是我太多愁善感了,这个手术一定会成功的,一定会,因为,我昨晚向月亮婆婆许了心愿,等母亲病好后,我便会带着她去日垩本赏樱花,她曾告诉过我,与父亲那场美丽的邂逅就是在缨花盛开的季节,而去日垩本看樱花就成了她最大的心愿。
我无可奈何地缩回了手,而母亲进去的最后一刻,她的双眼瞠得奇大,里头闪耀着晶亮的神彩,眸光笔直地望向我,那晶亮的眸光里有悲伤,有无奈,有哀痛,但是,最多却是不舍……

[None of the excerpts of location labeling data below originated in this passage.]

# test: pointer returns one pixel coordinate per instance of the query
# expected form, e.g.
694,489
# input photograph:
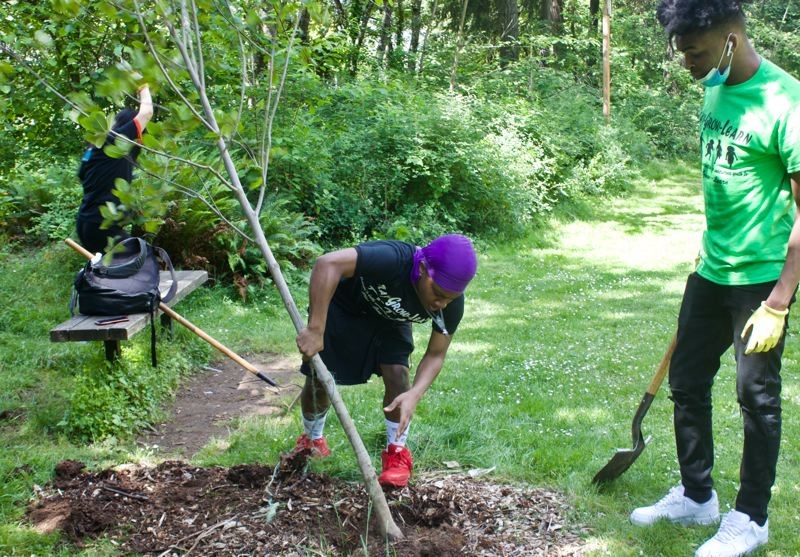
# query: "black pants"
95,239
711,318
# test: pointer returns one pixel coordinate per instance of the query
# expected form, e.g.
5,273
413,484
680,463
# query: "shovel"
623,458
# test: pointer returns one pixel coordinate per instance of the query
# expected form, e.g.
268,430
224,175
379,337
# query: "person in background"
747,273
362,301
98,173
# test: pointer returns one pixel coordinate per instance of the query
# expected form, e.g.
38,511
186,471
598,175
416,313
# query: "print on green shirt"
749,144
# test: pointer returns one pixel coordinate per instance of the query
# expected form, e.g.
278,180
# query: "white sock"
314,425
391,433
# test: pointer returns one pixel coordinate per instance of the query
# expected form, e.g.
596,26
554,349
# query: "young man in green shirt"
747,273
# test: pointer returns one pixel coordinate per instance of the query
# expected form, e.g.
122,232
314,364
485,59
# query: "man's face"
702,51
433,296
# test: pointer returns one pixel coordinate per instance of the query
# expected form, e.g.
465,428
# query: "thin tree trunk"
594,16
508,18
400,23
305,21
192,58
362,33
385,45
607,59
459,44
425,38
551,12
416,26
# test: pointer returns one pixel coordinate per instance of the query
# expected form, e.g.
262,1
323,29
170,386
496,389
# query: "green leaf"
43,38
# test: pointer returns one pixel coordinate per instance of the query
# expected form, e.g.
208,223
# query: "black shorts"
356,345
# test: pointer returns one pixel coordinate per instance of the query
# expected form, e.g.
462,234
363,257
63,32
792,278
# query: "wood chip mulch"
175,509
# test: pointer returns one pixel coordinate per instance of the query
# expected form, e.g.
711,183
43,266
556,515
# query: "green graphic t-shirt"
749,144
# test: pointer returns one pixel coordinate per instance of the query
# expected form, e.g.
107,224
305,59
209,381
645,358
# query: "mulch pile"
177,509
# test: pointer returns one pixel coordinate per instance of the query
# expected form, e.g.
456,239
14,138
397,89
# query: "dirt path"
217,395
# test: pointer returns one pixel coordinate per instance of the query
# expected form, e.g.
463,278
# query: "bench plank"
82,327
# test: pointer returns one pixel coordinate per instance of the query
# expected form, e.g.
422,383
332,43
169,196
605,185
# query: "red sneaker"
397,464
318,447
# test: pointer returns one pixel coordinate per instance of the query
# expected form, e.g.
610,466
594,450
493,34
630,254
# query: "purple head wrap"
450,261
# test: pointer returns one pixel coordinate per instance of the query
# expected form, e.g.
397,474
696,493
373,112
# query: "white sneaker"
678,508
737,535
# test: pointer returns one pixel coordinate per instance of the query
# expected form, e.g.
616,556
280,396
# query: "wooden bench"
83,327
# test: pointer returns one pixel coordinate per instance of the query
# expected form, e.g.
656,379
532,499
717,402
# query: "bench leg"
113,350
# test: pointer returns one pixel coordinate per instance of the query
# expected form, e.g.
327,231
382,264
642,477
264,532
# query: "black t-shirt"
98,172
381,287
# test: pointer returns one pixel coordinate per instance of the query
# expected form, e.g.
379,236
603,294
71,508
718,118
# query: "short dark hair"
680,17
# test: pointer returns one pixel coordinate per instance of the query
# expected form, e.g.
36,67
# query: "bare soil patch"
178,509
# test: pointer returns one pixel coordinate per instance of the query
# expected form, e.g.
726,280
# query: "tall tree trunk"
431,23
385,45
305,21
400,23
459,44
362,33
508,18
416,26
594,16
551,12
607,59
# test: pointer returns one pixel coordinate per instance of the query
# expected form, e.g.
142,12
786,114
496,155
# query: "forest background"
401,119
346,121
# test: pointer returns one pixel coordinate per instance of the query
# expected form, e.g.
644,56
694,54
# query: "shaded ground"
178,509
216,395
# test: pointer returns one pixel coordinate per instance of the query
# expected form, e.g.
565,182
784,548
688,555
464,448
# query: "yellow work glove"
767,327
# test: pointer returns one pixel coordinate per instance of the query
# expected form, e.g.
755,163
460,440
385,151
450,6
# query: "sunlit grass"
561,336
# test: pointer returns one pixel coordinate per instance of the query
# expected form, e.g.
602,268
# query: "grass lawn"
562,333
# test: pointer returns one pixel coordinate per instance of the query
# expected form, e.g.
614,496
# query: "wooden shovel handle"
663,366
189,325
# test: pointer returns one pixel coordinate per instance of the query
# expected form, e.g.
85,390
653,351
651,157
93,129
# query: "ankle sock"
391,433
315,424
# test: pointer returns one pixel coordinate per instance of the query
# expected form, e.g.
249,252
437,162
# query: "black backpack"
128,284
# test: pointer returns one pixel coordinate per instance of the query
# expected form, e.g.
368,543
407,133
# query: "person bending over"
362,302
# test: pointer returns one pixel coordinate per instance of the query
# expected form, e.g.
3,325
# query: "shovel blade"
619,463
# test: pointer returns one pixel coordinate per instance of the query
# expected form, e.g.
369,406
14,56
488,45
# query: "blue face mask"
715,78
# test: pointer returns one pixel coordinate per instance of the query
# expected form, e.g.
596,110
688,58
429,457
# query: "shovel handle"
663,366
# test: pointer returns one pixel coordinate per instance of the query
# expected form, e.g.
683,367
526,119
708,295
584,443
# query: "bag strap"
153,359
74,299
173,289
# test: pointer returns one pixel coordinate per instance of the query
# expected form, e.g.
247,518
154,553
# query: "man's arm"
782,293
329,269
427,371
145,107
765,327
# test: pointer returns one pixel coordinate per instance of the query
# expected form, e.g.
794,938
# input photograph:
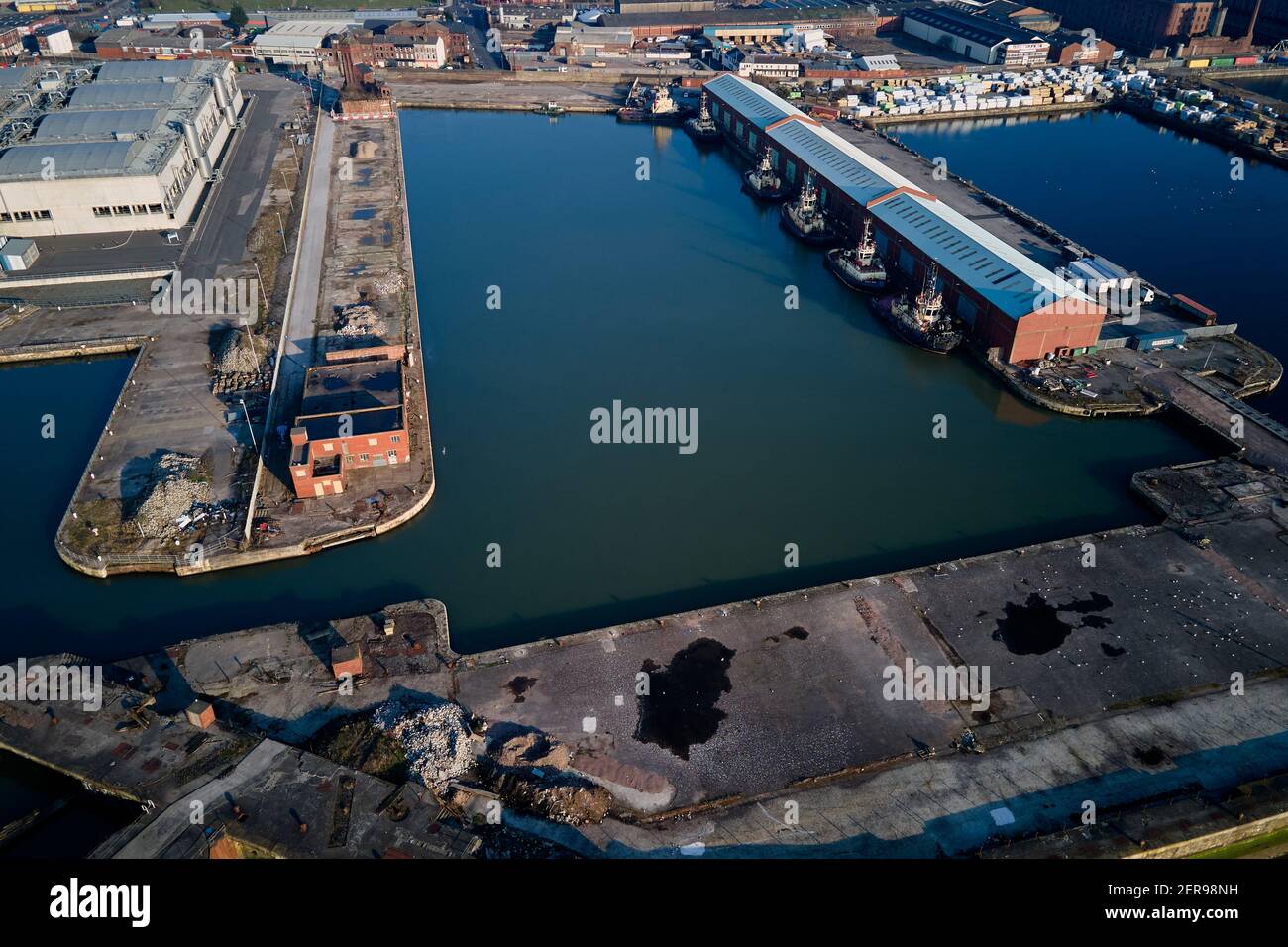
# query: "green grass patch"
1248,847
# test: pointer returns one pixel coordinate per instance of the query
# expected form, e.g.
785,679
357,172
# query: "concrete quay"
765,728
355,244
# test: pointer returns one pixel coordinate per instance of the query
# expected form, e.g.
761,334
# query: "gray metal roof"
147,69
127,94
98,124
995,269
849,167
756,103
17,77
75,158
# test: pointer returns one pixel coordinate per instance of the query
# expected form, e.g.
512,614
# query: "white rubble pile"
360,320
387,283
437,740
236,355
172,495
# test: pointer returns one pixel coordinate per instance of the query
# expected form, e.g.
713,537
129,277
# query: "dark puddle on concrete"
519,685
1037,628
681,709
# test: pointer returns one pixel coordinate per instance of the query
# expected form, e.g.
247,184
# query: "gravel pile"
360,320
237,367
436,740
387,283
171,496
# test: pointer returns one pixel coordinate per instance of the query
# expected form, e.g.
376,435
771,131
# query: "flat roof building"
975,37
1009,300
352,416
130,150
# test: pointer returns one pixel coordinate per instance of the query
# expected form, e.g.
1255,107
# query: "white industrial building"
129,151
296,42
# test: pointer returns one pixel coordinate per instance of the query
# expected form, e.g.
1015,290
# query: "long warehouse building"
1009,300
129,151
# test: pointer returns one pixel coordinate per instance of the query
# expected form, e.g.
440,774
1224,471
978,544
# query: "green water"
814,424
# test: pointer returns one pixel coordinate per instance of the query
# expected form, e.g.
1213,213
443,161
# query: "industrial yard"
1107,681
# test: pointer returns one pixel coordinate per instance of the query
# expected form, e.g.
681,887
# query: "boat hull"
816,237
939,343
760,193
872,283
645,118
703,136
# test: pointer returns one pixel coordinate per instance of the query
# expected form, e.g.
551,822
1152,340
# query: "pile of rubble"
237,365
172,495
436,740
360,320
387,283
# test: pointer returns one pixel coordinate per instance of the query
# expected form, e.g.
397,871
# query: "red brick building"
1006,299
1137,24
352,416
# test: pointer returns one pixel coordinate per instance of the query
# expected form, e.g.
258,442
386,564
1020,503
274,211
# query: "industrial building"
128,149
352,416
1141,24
1008,300
982,39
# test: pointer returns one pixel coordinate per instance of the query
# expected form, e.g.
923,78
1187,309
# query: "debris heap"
436,740
237,365
360,320
172,493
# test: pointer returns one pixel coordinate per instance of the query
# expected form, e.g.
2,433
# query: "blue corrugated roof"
756,103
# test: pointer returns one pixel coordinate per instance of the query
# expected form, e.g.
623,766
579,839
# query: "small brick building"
352,416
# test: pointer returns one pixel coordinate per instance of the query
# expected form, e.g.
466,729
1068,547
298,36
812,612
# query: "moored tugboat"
859,266
660,108
804,219
702,128
922,322
761,182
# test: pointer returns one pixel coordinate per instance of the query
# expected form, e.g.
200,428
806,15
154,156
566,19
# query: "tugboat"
702,128
660,110
761,182
803,218
922,324
858,266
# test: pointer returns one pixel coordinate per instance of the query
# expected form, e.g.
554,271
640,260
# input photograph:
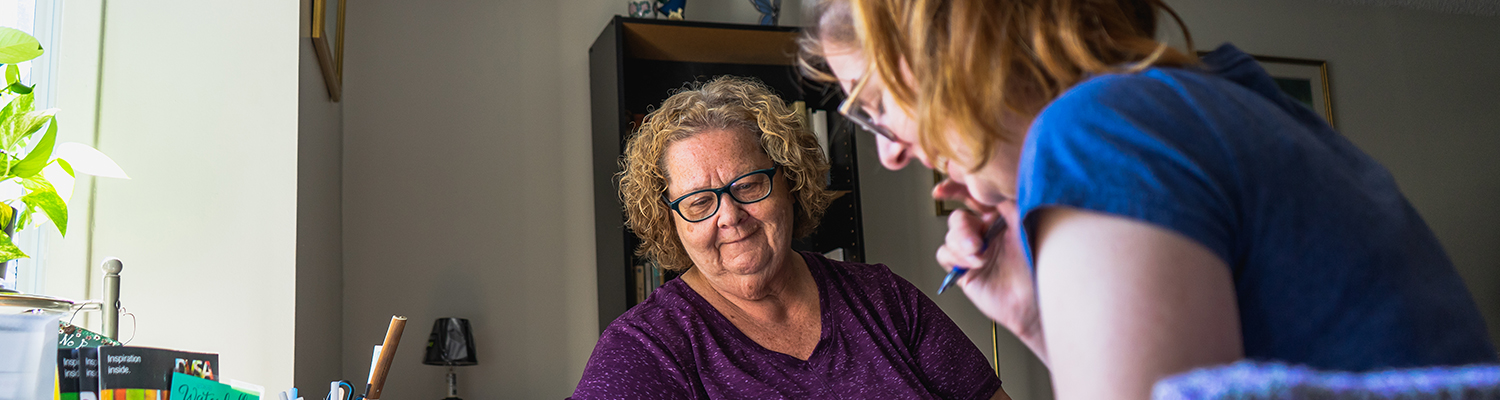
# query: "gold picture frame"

我站在原地,无可奈何地看着那扇厚重的银白木门扉缓缓合上,母亲那双突然晶亮的眼睛一直在我脑海萦绕不去,等待手术的时间,我的心仿若一直都处在冰窖里,感受不到一丝一缕的温度。
我就站在那间宽敞的手术室外,仰头一直呆望着那一明一灭的指示灯,一遍又一遍地祈求上苍,保佑我母亲平安无事,但是,上帝也许太忙了,根本没有听我的痛苦的乞求,随着手术时间的拖长,我的心开始焦急起来,我站不住了,便一直开始在手术室外走过来走过去,忧心匆匆。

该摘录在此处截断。